Coronavirus: How to keep your farm safe from COVID-19 at level 2

Level 2 will see some changes to how farms are run.
Level 2 will see some changes to how farms are run. Photo credit: Getty

With the country moving to level 2 on Thursday, businesses across the country are preparing to return to some sort of normality.

Although social distancing rules and other COVID-19 regulations may not have affected farmers on a day-to-day level as much as people working in other sectors, level 2 will see some changes to how farms are run.

Tony Watson, general manager of Safer Farms, says farmers for the most part "kept calm and carried on through level 4 and 3". And though many may feel the shift to level 2 signifies we can drop our guard, that's not the case he says.

"Level 2 somehow sounds like we've got to be less vigilant but actually I think we've got to be more vigilant because there'll be more people coming and going," Watson told the Rural Exchange radio programme on Magic Talk on Tuesday.

Prime Minister Jacinda Ardern confirmed the change on Monday. The highly anticipated shift will mean cinemas, retail stores, playgrounds, gyms, shopping malls and community venues can reopen as long as physical distancing and strict hygiene measures are practised.

The change also comes ahead of moving day on June 1, a date that marks the start of the new dairy season and sees a large number of families, sharemilkers, contract milkers and employees move to new farms to start new employment and milking contracts.

Although community transmission of COVID-19 appears to have been stamped out during the lockdown, many have concerns there could be another outbreak when social distancing regulations are relaxed.

Watson says farmers need to take the risk seriously.

"It's like any health and safety-related stuff, really - the danger is when we get complacent about things."

By treating COVID-19 like other health and safety issues, Watson said farmers would be in a good position to mitigate the risks

"Just ask yourself with what I'm about to do, what could possibly go wrong? In a way it doesn't matter whether it's jumping on a quad bike or going to pick up a chainsaw or meeting up with somebody in this COVID environment - they're all risks. We've always got to ask ourselves what could go wrong and then what am I doing about it and is that enough?"

The first rule to follow was to maintain physical distancing where possible, Watson said.

"If you can't, just make sure you can help with that contact tracing. What that means is making sure you know who's been in contact with you and your people and what possible sources of transmission there may have been in the event that it needs to be traced."

Although farmers don't need to take responsibility for recording all the contacts their employees have, they can encourage their staff to be vigilant in documenting where they go and who they see.

"What we're saying to farmers is you don't have to collect that information yourself, you don't have to be nosy, it's not about prying into your workers or your family or other people's private life, it's just saying 'hey, make sure you record it' because if something happens on farm and somebody else crops up and we've got a problem with a COVID infection over here, we all need to know pretty quickly where it could have come from and who else could have been infected."

One simple way of recording your movements and interactions was to take photos with your smartphone, Watson suggested.

Concerns over how to deal with COVID-19 are just one issue farmers have struggled with in recent months. Severe drought has been crippling for many parts of the country and the dairy industry is also facing a labour shortage ahead of the start of the new season.

Due to border closures introduced to stop COVID-19 entering the country, there are fewer migrant workers, resulting in around 1000 vacancies in the sector.

That means many farmers will have to begin the dairy season with fewer hands, potentially making worrying about the health and safety of animals and workers even harder.
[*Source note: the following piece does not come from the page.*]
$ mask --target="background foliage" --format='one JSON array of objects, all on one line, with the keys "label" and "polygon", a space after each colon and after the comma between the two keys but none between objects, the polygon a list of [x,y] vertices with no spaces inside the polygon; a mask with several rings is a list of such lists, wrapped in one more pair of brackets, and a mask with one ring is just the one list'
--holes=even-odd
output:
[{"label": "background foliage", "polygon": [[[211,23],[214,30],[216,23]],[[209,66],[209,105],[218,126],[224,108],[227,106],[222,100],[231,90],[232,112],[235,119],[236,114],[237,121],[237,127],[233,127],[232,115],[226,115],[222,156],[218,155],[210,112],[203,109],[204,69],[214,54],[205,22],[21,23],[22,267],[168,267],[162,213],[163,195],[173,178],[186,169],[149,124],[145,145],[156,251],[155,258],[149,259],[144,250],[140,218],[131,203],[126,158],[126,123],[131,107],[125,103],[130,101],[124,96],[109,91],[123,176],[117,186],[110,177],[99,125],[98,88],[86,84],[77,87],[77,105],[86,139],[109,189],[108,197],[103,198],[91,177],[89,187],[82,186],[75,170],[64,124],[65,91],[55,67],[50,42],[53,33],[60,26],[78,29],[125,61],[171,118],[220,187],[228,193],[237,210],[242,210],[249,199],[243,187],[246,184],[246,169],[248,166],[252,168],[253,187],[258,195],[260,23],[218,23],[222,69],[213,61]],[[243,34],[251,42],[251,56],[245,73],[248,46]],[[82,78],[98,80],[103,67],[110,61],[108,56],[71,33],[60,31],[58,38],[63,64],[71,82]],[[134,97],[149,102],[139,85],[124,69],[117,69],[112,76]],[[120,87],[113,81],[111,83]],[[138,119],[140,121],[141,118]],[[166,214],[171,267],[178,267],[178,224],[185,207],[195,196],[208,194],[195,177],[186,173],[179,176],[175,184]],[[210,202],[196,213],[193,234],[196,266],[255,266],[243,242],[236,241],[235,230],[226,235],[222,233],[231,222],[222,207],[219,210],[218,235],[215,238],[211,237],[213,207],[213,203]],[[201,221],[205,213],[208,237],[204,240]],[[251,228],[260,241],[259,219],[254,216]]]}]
With thousands of jobs already having been axed in industries like tourism and hospitality, it is hoped that some of the positions on dairy farms can be filled by people making a switch from those struggling sectors.

But even if the positions are filled, it still takes time to train people up.

Watson says with new workers on farms, it is more important than ever to make put a priority on safety.

"Regardless of whether they're from another sector or another country or whatever, whenever we've got new people on the farm we want to make farming attractive... we've got to have a professional approach to them as employers and as a sector and we've got to look after them when they're there.

"And a big part of that is making sure they're safe at work."